Final speed up for your Laravel test suite

RefreshDatabaseFast only runs migrate:fresh when your migration files changed, which drastically speeds up your Laravel test suite.

Zacharias Creutznacher Zacharias Creutznacher

In my current project I have about 200 migrations. Cause of incompatibility I can't use sqllite. Also I think it's always better to test against the database you're actually running on dev or production! So I went with mysql. I setted up the test suite with PHP Pest and started testing. After applying the RefreshDatabase trait to my tests I was shocked how** slow it became. Now everytime I do a test, it migrates all the 200 tables from new. But since all Laravel tests are transaction-based and are getting rolledback after the test is finished, there is really no need to migrate the whole table structure from scratch **every time you do a test.

#RefreshDatabaseFast to the rescue

Therefore we now add a new RefreshDatabaseFast trait to our laravel-useful-additions package. The base idea comes from Mayahi and we now wrapped it slightly changed and improved into our package.

This trait makes the migration of your database in your test suite much, much faster! It basically** only migrates your database if the migration files has changed**. So the first migrate:fresh takes a while (depending on how many migrations you have), and then it's incredibly fast.

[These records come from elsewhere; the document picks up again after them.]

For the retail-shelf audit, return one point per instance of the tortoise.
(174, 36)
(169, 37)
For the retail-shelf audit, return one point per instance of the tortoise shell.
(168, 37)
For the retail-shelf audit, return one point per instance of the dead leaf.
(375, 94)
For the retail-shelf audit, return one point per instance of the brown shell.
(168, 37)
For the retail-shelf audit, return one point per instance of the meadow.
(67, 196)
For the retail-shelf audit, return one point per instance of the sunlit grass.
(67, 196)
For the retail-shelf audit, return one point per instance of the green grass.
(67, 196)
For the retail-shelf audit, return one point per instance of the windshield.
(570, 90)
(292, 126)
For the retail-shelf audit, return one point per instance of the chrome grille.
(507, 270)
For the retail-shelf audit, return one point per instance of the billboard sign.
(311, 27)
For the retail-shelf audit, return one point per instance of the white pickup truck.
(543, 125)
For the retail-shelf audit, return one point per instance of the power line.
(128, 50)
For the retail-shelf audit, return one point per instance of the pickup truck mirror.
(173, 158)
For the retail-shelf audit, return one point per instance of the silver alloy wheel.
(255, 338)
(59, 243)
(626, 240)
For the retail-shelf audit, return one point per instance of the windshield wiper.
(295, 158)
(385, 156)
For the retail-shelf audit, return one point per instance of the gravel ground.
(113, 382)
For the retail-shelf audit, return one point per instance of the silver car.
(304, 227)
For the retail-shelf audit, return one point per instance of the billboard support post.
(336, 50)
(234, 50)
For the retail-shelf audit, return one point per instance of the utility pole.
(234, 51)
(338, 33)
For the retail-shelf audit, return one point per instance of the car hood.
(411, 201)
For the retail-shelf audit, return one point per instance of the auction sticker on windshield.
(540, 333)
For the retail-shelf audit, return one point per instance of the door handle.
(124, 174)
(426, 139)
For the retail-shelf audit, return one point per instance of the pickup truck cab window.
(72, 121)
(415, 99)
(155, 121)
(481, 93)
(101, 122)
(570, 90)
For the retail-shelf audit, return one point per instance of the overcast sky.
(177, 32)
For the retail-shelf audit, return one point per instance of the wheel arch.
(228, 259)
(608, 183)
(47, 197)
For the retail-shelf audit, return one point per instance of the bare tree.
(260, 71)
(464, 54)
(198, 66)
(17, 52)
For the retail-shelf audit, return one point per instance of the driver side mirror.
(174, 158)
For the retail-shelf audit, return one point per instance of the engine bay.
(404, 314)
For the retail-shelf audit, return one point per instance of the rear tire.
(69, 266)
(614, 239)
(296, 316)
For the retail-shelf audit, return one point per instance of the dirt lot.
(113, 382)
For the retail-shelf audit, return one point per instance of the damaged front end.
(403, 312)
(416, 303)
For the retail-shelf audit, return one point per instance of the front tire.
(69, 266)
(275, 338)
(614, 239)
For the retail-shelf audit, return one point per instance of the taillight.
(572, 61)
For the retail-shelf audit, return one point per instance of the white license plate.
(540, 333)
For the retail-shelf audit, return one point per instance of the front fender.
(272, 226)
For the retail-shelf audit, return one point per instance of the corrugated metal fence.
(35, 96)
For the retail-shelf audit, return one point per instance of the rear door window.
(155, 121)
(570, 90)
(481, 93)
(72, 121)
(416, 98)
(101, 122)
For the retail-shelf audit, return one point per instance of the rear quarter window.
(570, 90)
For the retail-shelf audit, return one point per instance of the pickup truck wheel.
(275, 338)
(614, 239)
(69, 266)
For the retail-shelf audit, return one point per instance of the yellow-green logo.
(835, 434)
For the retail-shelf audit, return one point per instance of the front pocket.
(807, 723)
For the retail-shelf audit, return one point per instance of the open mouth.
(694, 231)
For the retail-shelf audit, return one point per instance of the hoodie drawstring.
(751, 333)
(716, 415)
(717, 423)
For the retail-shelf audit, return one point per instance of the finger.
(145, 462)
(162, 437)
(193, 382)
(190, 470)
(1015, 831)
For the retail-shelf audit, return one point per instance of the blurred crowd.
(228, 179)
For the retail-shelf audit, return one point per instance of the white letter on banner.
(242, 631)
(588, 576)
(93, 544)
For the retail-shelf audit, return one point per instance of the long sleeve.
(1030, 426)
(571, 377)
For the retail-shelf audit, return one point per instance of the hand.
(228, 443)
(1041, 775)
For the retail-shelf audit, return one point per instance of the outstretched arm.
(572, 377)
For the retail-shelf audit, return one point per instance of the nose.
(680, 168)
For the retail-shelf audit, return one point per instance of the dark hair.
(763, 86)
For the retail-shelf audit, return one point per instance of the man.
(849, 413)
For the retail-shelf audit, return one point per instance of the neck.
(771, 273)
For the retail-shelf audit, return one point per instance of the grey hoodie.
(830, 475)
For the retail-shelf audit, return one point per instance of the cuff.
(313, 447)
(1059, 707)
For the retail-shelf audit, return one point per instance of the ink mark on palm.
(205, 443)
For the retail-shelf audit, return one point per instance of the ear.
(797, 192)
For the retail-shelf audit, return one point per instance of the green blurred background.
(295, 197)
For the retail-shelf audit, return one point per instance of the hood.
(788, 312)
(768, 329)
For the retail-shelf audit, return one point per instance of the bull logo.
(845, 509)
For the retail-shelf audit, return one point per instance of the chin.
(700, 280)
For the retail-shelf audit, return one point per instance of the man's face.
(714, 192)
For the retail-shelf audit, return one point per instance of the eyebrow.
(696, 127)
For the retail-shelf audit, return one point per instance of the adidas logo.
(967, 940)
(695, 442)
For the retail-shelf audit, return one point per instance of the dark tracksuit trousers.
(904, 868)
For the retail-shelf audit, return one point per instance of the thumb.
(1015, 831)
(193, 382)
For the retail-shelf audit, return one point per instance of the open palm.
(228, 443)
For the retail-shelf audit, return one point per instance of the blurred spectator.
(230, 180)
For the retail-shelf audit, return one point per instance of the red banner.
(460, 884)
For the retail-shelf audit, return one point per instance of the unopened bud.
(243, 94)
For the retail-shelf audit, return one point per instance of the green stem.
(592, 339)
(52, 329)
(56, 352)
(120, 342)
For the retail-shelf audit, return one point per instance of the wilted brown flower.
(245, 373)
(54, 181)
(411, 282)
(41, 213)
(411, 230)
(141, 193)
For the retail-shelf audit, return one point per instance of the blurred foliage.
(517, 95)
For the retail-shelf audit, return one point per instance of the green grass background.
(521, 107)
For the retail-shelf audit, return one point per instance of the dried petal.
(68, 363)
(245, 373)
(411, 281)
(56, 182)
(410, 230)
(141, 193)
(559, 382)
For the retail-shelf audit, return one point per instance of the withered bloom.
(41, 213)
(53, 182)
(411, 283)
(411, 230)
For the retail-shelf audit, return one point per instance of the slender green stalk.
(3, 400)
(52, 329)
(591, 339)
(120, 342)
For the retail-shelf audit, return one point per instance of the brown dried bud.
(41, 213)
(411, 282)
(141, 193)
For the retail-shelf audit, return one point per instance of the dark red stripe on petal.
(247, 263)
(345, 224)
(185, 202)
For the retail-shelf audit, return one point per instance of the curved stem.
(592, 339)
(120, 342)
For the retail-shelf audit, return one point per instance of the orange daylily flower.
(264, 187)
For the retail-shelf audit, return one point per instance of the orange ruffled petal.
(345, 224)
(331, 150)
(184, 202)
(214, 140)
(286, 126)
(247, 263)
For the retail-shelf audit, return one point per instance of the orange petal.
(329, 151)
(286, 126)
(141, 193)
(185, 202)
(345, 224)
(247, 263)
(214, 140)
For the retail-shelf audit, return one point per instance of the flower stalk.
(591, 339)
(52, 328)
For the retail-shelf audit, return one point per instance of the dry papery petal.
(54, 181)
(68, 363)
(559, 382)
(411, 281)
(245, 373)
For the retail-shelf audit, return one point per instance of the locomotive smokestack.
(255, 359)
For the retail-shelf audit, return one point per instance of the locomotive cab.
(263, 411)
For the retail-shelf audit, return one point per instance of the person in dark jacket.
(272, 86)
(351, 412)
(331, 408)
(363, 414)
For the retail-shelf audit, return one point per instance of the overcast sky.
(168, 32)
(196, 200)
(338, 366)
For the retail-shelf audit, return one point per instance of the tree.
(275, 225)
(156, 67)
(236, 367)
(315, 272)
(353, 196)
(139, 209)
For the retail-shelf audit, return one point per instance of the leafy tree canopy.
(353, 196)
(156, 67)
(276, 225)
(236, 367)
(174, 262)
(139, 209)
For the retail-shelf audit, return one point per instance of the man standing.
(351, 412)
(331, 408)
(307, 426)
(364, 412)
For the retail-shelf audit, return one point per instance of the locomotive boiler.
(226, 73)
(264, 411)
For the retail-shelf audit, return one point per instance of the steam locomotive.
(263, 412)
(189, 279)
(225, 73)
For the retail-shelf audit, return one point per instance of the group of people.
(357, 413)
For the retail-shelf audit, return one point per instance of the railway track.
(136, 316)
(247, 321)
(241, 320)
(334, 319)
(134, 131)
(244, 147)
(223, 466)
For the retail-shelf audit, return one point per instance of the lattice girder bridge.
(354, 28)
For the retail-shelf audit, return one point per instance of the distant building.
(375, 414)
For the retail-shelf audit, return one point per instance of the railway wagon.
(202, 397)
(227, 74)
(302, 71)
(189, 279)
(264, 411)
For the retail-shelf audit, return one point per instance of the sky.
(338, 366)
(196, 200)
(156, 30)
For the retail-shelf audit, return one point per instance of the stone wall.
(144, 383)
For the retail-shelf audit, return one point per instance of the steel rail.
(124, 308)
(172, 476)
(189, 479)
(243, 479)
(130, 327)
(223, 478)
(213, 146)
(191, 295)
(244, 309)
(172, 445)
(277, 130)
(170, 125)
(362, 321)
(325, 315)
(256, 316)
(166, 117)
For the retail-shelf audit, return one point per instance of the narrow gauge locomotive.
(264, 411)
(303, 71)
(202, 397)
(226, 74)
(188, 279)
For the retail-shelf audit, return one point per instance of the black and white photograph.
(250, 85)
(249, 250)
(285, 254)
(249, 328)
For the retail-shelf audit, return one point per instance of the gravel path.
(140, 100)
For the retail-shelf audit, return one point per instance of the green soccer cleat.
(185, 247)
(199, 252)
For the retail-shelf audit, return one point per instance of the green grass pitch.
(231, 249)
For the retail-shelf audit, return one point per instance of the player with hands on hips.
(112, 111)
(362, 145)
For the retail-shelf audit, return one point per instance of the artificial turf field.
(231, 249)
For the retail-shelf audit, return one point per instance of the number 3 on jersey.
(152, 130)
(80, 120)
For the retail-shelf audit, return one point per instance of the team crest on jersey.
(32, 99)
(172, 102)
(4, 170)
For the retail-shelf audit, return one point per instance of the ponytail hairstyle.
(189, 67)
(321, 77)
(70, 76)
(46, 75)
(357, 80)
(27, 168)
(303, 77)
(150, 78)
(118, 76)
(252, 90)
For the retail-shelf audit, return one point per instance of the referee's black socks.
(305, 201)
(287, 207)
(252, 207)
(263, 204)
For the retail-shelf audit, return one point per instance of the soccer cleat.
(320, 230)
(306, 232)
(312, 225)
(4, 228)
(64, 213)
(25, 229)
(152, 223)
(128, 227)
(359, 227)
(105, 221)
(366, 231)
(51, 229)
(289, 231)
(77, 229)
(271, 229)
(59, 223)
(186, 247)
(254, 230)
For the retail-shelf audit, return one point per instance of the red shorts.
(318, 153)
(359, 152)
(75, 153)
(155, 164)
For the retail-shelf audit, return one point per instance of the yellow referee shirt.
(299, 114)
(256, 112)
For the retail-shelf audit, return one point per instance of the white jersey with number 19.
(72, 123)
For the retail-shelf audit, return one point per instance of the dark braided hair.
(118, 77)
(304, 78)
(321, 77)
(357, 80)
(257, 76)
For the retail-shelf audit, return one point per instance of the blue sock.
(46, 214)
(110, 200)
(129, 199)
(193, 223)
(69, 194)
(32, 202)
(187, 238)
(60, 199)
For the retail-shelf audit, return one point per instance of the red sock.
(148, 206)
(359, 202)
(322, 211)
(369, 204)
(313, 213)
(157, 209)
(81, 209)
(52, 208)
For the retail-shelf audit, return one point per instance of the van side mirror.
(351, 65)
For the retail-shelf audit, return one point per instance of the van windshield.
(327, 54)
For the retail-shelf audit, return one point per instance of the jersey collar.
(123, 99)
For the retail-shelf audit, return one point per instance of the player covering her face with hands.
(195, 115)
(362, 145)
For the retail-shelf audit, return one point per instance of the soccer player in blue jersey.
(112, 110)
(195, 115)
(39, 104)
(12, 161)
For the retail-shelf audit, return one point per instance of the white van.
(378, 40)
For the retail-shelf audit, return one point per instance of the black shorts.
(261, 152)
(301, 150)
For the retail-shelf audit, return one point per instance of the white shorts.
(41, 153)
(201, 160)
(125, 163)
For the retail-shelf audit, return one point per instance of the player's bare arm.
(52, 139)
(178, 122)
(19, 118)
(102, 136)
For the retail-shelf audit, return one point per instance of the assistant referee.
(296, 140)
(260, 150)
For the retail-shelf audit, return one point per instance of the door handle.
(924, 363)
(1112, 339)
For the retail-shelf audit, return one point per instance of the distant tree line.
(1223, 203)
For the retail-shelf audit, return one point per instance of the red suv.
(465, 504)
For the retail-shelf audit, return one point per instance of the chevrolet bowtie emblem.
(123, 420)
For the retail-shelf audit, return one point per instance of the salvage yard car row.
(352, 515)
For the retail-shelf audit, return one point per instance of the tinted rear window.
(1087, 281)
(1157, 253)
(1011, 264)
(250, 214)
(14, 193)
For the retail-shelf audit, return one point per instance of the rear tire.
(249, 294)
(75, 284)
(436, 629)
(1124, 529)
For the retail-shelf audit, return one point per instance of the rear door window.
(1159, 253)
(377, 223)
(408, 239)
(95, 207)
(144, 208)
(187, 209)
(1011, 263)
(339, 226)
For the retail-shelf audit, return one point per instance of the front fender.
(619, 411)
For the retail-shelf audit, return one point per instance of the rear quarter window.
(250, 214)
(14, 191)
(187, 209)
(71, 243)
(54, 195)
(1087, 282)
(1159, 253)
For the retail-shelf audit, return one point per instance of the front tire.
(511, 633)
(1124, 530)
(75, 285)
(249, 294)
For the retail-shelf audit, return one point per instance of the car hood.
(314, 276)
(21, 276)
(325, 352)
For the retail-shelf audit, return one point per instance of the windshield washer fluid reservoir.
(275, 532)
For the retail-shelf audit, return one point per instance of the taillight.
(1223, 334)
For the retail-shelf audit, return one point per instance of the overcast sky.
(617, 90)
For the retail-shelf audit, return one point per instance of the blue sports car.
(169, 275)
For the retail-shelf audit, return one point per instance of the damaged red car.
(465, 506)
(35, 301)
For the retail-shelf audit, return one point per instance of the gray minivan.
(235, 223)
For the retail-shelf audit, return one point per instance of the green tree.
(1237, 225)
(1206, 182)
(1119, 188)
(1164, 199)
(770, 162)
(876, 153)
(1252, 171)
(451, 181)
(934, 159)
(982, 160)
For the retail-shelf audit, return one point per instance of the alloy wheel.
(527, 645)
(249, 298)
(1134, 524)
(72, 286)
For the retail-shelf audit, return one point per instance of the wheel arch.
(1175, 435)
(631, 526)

Optionally you can set USEFUL_TRAITS_SEED_AFTER_FAST_DB_REFRESH to true if you like to seed your database after the migration.

Also make sure to add the .phpunit.database.checksum to your .gitignore file!

 1<?php
 2
 3/* 
 4 * ==================
 5 * For Pest - Pest.php
 6 * ==================
 7 */
 8
 9use LaracraftTech\LaravelUsefulTraits\RefreshDatabaseFast;
10
11uses(RefreshDatabaseFast::class);
12
13it('dose something', function() {
14    //...
15});
16
17/* 
18 * ==================
19 * For PHPUnit
20 * ==================
21 */
22
23use LaracraftTech\LaravelUsefulTraits\RefreshDatabaseFast;
24use Tests\TestCase;
25
26class MyTest extends TestCase
27{
28    use RefreshDatabaseFast;
29    
30    / **@test** /
31    public function it_does_something()
32    {
33        // ...
34    }
35}

#Comparison

If we now compare the first test run with the next one it's much faster! Cause we do not need to remigrate the whole (already existing) database!